Die Geschichte des Schmucks

Die Geschichte des Schmucks ist so alt wie es Menschen gibt. Bereits die Urzeitmenschen versuchten ihre Vorzüge durch Schmuck hervor zu heben, in dem sich zum Beispiel die Frauen und Mädchen Blüten oder Federn ins Haar steckten oder sich Blumenketten und Armbänder umhingen.

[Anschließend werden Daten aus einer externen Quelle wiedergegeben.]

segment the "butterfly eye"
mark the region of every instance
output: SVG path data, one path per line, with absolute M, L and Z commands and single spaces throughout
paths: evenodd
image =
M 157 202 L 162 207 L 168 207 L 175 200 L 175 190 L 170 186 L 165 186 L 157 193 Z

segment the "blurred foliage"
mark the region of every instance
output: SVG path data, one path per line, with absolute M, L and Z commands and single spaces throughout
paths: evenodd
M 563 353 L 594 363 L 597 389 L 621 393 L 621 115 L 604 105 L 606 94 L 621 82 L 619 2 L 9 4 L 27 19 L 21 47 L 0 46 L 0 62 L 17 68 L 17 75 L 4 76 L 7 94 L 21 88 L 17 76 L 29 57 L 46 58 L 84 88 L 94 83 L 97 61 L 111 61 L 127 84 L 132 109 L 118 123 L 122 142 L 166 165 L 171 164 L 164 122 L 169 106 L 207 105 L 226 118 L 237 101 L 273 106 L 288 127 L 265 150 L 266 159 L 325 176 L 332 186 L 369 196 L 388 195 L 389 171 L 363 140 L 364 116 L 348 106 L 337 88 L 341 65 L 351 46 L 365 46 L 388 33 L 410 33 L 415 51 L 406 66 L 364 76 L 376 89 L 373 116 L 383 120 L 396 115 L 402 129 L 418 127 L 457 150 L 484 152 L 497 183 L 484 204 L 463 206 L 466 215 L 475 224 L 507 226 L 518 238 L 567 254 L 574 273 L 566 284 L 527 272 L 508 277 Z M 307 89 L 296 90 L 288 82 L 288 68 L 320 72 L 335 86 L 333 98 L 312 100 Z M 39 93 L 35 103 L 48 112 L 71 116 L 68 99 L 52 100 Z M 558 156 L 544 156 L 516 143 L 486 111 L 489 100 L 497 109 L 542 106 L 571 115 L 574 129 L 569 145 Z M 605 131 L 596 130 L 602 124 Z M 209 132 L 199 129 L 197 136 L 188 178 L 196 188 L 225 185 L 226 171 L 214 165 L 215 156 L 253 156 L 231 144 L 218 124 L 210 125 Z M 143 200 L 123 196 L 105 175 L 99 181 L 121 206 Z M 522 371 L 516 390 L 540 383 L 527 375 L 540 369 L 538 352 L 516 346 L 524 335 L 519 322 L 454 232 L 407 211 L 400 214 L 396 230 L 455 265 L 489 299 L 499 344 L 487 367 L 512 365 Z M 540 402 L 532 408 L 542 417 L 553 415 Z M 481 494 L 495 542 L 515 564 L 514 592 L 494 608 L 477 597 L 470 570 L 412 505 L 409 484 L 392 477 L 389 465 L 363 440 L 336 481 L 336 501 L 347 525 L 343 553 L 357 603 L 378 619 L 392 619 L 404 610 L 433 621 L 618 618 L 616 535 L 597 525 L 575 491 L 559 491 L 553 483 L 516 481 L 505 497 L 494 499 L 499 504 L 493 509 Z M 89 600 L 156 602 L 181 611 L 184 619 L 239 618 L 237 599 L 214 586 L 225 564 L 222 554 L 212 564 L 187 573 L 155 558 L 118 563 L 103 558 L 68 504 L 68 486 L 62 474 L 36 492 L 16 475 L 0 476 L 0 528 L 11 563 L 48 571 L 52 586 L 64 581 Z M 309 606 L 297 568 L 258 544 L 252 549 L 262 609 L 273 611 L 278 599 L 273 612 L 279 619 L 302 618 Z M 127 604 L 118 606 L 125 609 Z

Dies Blumen und Federn sorgten dafür, dass sich der Urzeitmann mehr als einmal nach einem hübschen Wesen umsah und es dann später als Partnerin nahm.
Später kamen dann zu den Blumen, Blüten und Federn noch hübsche bunte Steine, Muscheln etc. dazu und bei den Männern wurde es Mode sich mit Zähnen und Knochen erlegter Tiere zu behängen um zu demonstrieren, was für ein toller Mann und guter Jäger man doch sei.
Je mehr die Menschen lernten und sich veränderten, desto mehr Schmuckstücke konnten sie herstellen, in dem sie auch andere Materialien verarbeiteten.

Schmuck heute

Heutzutage tragen Männer und Frauen ebenfalls noch weiterhin Schmuck um sich zu schmücken, nur sind es keine Blüten, Blumen und Blätter etc. mehr, sondern es werden dekorative Schmuckstücke aus den unterschiedlichsten Materialien, wie z. B. aus Bernstein, hergestellt, so zum Beispiel aus Gold, Silber, Titan, Kunststoff, Eisen, Kupfer, Bronze, Elfenbein, Korallen, Perlen, Edelsteinen, Juwelen, Holz, Platin usw. Der Mensch heute besitzt die Materialien, die entsprechenden Werkzeuge und das Können um die wunderbarsten Schmuckstücke für Sie und Ihn herzustellen wie zum Beispiel Ringe jeder Art wie etwa Trauringe, Verlobungsringe, Zehenringe, Daumenringe, Eheringe, Partnerringe; Ketten, Armbänder, Ohrringe, Modeschmuck aller Art, Piercings usw.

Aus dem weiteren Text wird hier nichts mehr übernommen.